Online Voltage Regulation of Distribution Systems with Disturbance-Action Controllers
Peng Zhang, Baosen Zhang
TL;DR
The paper tackles online voltage regulation in distribution systems with high penetration of inverter-based DERs under time-varying loads and communications delays. It develops a disturbance-action controller that leverages the closed-loop system response to map disturbances to control actions, updating parameters online within a linearized model $x_{t+1}=B u_t+w_t$. The main theoretical contributions are stability guarantees and robustness bounds (Theorems 5–8) that account for model inaccuracy and latency, along with demonstrations that history information and load generalization improve performance.
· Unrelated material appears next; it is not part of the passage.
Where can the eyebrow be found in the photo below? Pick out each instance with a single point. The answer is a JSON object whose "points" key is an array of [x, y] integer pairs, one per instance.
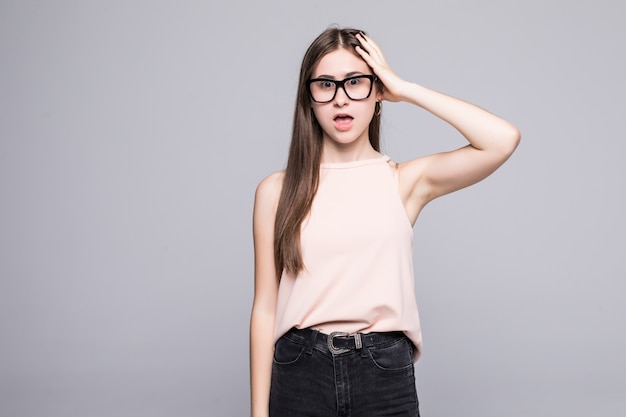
{"points": [[347, 75]]}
Practically, the approach offers a robust, real-time voltage-control method that can tolerate modeling errors and delays and scales to networks with significant PV variability.
Abstract
Inverter-based distributed energy resources facilitate the advanced voltage control algorithms in the online setting with the flexibility in both active and reactive power injections. A key challenge is to continuously track the time-varying global optima with the robustness against dynamics inaccuracy and communication delay. In this paper, we introduce the disturbance-action controller by novelly formulating the voltage drop from loads as the system disturbance. The controller alternatively generates the control input and updates the parameters based on the interactions with grids. Under the linearized power flow model, we provide stability conditions of the control policy and the performance degradation to model inaccuracy. The simulation results on the radial distribution networks show the effectiveness of proposed controller under fluctuating loads and significant improvement on the robustness to these challenges. Furthermore, the ability of incorporating history information and generalization to various loads are demonstrated through extensive experiments on the parameter sensitivity.